Utgard can express an infinite number of things, including being a metaphor or referring to a sphere of sleep or dreams. In Norse Mythology, it is a landscape where madness, creativeness, humor, and chaos live harmoniously. Space where the gods of Asgard have no control and where the giants dwell. And, yes, where Norwegian black metal giants dwell too. Which makes it the perfect name for Enslaved‘s new album. If you think that after fifteen albums over nearly thirty years that you have heard all the veteran musicians have to offer, think again, and journey with them through ‘Utgard’ into a fresh, captivating soundscape overflowing with brilliance.
Never an outfit to shy away from incorporating serene moments, up until now these brief, understated interludes were whispered phantoms lurking behind the walls of chaos. ‘Utgard’ calls these shadows into the light, allowing them space and time, balancing them beautifully with the record’s heavier arrangements. Songs such as “Flight of Thought and Memory,” “Homebound,” and opening track “Fires in the Dark” strike this balance perfectly, with guitarist/co-vocalist Ivar Bjornson and bassist/co-vocalist Grutle Kjellson masterfully capturing this dynamic with ease. Throughout, moments when compositions could be mistaken for duets with Katatonia see songs transition between wild disorder and the terminally moody, yet with an uplifting atmosphere that is simply enthralling.
If you’re geared more toward songs that convey a tension similar to having your teeth pulled by a blind dentist operating out of the back of a snooker hall, then this shift in experimentation may not be what you were hoping for from a new Enslaved album.
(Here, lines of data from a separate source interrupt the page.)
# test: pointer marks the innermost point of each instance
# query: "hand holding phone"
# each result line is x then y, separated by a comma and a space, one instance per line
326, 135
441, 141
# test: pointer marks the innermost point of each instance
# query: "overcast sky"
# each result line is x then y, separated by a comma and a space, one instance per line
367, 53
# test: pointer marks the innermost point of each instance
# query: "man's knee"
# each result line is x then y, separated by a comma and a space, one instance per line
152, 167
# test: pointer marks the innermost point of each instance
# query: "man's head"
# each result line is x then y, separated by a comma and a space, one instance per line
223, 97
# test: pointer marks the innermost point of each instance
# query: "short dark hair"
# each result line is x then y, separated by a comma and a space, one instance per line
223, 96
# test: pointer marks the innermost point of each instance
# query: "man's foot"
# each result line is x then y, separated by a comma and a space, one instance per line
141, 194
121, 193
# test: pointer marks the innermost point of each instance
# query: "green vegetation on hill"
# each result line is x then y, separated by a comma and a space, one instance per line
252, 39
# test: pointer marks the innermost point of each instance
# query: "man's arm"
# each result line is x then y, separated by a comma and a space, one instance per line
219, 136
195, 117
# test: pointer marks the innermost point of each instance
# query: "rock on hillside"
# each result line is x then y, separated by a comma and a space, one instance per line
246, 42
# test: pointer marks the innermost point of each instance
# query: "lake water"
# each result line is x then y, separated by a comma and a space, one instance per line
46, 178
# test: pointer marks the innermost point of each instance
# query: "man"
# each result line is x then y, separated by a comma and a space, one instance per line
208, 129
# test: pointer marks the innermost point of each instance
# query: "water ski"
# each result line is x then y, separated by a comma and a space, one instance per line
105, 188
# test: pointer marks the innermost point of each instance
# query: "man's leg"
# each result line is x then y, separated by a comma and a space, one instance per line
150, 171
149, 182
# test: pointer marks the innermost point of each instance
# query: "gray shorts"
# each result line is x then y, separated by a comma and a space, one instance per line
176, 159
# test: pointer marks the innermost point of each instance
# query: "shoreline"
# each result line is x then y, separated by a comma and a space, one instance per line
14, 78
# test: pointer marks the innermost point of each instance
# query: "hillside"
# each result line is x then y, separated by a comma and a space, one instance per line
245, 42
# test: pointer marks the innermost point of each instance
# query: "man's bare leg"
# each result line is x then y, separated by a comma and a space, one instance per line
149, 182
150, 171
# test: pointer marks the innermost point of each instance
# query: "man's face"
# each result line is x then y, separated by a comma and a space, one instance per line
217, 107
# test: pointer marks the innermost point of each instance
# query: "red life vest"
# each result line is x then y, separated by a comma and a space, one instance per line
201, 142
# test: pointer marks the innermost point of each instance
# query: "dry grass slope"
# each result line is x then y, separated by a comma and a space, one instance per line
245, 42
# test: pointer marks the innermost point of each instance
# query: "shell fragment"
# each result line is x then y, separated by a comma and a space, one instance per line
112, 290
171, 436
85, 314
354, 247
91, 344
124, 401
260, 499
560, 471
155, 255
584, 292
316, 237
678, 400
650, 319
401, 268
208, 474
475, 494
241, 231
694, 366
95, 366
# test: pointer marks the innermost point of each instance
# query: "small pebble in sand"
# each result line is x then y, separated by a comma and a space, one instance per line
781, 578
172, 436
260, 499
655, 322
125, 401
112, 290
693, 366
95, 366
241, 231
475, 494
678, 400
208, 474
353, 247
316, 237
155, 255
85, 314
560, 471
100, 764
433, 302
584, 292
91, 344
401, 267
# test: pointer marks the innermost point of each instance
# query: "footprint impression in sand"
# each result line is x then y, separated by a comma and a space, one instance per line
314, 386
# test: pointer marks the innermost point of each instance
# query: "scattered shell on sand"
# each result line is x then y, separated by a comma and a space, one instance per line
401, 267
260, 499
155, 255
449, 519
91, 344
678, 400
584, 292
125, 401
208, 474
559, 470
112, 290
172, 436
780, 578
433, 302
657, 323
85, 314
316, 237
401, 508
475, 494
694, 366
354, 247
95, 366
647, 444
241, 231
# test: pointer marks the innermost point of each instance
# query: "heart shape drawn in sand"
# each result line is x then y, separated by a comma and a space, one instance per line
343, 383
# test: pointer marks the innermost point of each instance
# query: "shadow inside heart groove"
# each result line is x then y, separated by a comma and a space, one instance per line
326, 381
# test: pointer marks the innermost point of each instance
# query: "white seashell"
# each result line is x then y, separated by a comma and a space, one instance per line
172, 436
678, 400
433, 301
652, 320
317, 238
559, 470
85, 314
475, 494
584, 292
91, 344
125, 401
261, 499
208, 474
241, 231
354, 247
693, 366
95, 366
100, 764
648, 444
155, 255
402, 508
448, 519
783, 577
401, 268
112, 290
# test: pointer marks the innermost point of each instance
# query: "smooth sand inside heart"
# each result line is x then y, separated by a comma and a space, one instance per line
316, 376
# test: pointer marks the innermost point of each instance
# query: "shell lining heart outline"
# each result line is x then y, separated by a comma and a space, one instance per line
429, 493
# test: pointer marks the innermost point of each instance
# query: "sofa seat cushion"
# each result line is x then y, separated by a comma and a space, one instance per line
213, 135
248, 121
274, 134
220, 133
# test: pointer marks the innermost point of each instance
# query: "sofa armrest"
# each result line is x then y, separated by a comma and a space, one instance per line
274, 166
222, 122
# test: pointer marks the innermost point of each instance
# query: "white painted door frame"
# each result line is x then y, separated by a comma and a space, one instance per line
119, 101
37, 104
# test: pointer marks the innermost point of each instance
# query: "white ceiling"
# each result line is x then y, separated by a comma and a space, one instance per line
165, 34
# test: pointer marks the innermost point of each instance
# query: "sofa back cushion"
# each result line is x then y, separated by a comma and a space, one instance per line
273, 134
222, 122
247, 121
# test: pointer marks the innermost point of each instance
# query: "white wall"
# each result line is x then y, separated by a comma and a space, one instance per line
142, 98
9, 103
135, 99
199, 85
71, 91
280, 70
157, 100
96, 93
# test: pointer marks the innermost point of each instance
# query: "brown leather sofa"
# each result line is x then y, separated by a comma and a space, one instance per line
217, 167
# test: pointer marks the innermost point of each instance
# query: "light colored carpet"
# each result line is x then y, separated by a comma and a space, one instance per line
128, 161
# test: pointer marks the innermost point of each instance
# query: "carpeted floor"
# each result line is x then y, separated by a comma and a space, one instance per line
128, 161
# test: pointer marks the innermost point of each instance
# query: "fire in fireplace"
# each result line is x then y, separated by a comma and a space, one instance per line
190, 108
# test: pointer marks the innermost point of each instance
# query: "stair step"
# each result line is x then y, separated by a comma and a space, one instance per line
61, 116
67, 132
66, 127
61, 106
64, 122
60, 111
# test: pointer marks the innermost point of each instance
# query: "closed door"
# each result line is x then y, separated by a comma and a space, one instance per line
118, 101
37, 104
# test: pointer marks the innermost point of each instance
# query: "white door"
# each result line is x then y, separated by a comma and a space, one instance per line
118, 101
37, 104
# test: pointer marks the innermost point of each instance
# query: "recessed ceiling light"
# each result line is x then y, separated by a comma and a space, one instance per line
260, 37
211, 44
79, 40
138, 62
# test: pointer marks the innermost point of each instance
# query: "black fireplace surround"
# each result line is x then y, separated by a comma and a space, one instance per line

But as a band who love the idea of a strange idea, this shift makes perfect sense. No song suffers as the bands push their own boundaries. Even “Sequence”, with its many moving parts – acoustic guitar, dance grooves, and organized vocal gravel – fights against the odds and wins. As does album interlude “Utgardr” and its direct successor, the synth-punk rhythms of “Urjotun,” which win you over with their careless defiance. Like the land of Utgard itself, this record calls for unification, where what lives above and what lies below find unity.
Utgard’ is a brave move by Enslaved, offering a larger space for more atmospheric moments, with hints of gothic undertones that may shock die-hard extremists. But getting upset at a band known for pushing their creative possibilities is like getting angry at your cat for bringing home a mouse. You might not like it, but you should have expected it. And when you think about it, it makes perfect sense. ‘Utgard’ is an arresting piece of experimentation that sees each track prove itself worth the risk. If extreme metal often plays safe within its borders, ‘Utgard’ honors the tradition of breaking free to expand Enslaved’s musical scope while retaining their roots.